China, Korea and Japan are expected to spearhead Asia's charge into the world of e-commerce, with the Chinese Government recently pledging that by 2003, every business in the country will be able to conduct business online. Australian companies who have reached their growth limit in the local market should not be deterred from entering the Asian market as cultural and economic barriers are rapidly broken down.
"Asia is in a great hurry to catch up to the rest of the e-commerce world," Baker said. But he warned companies against trying to "Americanise" the market as infrastructure and purchasing power of each nation varies greatly.
Australian companies in tune with these market vagaries can capitalise on this "window of opportunity".
In Australia, Internet users are topping out at 6 or 7 million. In Korea, analysts estimate 28 million people will be connected to the Internet by the end of this year.
"There are huge opportunities for investment and a willingness to accept that investment," Baker said.

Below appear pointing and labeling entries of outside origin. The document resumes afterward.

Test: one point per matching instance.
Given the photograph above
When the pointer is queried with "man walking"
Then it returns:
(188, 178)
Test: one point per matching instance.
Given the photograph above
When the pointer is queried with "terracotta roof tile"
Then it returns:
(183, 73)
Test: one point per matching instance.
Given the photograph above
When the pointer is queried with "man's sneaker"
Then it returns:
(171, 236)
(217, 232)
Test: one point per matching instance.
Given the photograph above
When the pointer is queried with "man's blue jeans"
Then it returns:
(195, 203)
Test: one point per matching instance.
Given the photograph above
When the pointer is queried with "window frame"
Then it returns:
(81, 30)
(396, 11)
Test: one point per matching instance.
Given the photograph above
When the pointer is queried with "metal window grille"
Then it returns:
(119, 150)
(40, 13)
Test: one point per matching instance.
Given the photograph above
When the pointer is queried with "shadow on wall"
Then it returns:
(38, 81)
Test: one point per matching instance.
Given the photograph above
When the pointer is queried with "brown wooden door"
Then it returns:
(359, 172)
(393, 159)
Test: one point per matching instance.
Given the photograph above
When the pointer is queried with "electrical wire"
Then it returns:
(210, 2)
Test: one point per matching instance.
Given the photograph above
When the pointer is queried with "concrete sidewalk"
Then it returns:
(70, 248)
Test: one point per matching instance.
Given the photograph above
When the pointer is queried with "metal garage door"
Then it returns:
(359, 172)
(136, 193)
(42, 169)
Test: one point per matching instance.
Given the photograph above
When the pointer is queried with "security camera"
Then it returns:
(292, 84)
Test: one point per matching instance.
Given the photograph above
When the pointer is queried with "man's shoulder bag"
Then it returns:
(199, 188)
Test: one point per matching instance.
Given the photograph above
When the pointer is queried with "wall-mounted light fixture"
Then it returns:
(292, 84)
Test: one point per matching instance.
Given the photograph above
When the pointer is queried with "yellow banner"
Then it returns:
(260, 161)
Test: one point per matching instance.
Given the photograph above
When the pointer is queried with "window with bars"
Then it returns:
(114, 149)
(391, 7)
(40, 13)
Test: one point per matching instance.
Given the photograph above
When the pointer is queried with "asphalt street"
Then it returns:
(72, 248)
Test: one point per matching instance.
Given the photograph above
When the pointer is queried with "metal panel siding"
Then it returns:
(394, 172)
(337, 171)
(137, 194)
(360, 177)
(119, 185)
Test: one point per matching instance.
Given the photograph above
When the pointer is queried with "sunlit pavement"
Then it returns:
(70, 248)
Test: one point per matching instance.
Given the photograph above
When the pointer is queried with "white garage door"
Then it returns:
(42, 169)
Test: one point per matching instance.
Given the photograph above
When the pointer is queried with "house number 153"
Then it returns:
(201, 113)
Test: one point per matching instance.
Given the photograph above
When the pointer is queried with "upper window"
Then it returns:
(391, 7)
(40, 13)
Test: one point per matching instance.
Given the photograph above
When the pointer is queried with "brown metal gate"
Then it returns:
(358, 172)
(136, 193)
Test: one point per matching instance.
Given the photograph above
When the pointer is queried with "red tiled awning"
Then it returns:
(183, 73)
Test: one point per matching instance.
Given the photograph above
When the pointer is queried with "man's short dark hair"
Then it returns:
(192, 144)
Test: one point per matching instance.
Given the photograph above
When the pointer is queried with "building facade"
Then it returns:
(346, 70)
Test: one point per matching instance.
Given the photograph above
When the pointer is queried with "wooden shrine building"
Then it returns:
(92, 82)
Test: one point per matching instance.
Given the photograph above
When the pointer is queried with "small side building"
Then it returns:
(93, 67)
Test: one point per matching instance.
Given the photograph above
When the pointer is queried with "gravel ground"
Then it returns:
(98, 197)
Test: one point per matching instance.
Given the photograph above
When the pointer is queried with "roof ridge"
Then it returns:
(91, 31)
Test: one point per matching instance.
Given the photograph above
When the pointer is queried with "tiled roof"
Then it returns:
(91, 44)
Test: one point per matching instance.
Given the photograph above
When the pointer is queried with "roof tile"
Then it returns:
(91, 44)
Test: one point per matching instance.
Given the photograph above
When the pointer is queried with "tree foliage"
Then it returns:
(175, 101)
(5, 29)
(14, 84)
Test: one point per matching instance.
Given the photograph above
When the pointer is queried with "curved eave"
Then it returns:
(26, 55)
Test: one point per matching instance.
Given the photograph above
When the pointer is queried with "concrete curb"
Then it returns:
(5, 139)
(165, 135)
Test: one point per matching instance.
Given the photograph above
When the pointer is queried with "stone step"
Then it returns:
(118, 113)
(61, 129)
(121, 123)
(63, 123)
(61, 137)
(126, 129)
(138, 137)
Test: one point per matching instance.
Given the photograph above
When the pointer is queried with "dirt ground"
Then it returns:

China remains the most dynamic market, according to Harrington consultant Helen Zhang. Its expected entry into the World Trade Organisation (WTO) is expected to result in a drop in import tariffs and more foreign investment.
"China is around two to three years behind us in terms of the Internet's development and growth rate," she said. "But the window of opportunity will be open for the next one to two years. Expect more than 20 million users by the end of 2000 with an 80 per cent growth rate to 2003."
It is important to realise that although China has a population of more than 1.2 billion, businesses must realise that only 30 per cent of this population in the top 20 cities represents the real market with disposable income, she said.
Harrington has been working with Liberty One in its push into the Asian market with Web development company Zivo.